Some brickwork will have to be repaired, and the thick door — roughly 32 inches by 55 inches — will be replicated as a way to protect this and other tombs, which contain the bodies of Captain Samuel Nicholson, the first commander of the USS Constitution, and Major John Pitcairn, the commander of British marines who was killed at the Battle of Bunker Hill.
The names of the dead in Tomb 12, the one opened Tuesday, are not displayed on its door. Even if they were, chances are slim that those remains are still inside.
Church records show that this tomb was “cleaned” in 1844, which means that some or all of its original remains were removed and placed elsewhere, including the church’s charnel pit, to make room for other entombments. Those new burials each came with a price, which brought more revenue to Old North’s coffers.
For the Rev. Stephen Ayres, the vicar at Old North, the crypt again has the potential to help the church. The renovations, scheduled for completion in 2019, mark the latest step in preserving and improving the church where two lanterns set Paul Revere on his famous ride in April 1775.
“This is a major overhaul,” Ayres said of the larger project, the biggest at the church since 1912. “These buildings need constant attention.”
In addition to the crypt, the interior of the church will be restored as part of an $8 million makeover to coincide with Old North’s 300th anniversary in 2023. An adjacent garden will focus on “Paul Revere’s Ride,” the 1861 poem by Henry Wadsworth Longfellow, and its connection to the abolitionist movement and the looming Civil War.
The crypt already is open to visitors who purchase a “behind the scenes” tour that also takes them to the bell-ringing chamber where the lanterns launched the Revolutionary War. The renovation will provide more walking space, suck out some of the humidity, and remove overhanging pipes that can leave a bump on the heads of unwary tourists.
Down one of its narrow alleyways on Tuesday, Rousseau and Bagley began comparing observations on Tomb 12. Through it all, the archeologists and the two workers who opened the vault showed a careful respect for the dead inside. Its haphazard contents will be left as found.

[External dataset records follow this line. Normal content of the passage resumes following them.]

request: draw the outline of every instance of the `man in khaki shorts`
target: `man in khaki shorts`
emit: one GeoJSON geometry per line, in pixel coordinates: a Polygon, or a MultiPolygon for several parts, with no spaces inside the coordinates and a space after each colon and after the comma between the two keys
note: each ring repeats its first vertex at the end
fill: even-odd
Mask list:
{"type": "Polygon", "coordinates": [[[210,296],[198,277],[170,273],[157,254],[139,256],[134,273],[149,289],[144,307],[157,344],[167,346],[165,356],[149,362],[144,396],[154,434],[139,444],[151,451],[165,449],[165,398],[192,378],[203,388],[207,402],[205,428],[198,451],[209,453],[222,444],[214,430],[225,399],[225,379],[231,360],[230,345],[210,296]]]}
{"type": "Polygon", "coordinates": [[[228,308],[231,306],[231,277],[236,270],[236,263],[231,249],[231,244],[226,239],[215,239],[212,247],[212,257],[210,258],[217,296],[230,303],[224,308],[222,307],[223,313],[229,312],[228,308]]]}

“It is important that we maintain its integrity,” Rousseau said.
Even beside a bone-filled tomb, there were a few light moments. Paul Brayton of Leominster, a union laborer who helped carpenter Paul Gagnon open the tomb, said the scene called for a few stanzas of macabre music.
Even Ayres joined the fun. “If we wait a week or two, maybe we’ll have a ghost story,” the vicar quipped.
But for the most part, the mood was serious, almost solemn.
Much of the work was done in silence, and the archeologists spoke in hushed voices. One discovery conveyed what this place had once meant to thousands of long-gone Bostonians.
Deep in the tomb, almost lost in the darkness, a page from the Bible lay atop one of the coffins. The date of the page is unknown, as is the deceased, but Ayres recognized the passage immediately — Christ’s resurrection in the Gospel of Luke.
After so many years, one family had been heard again.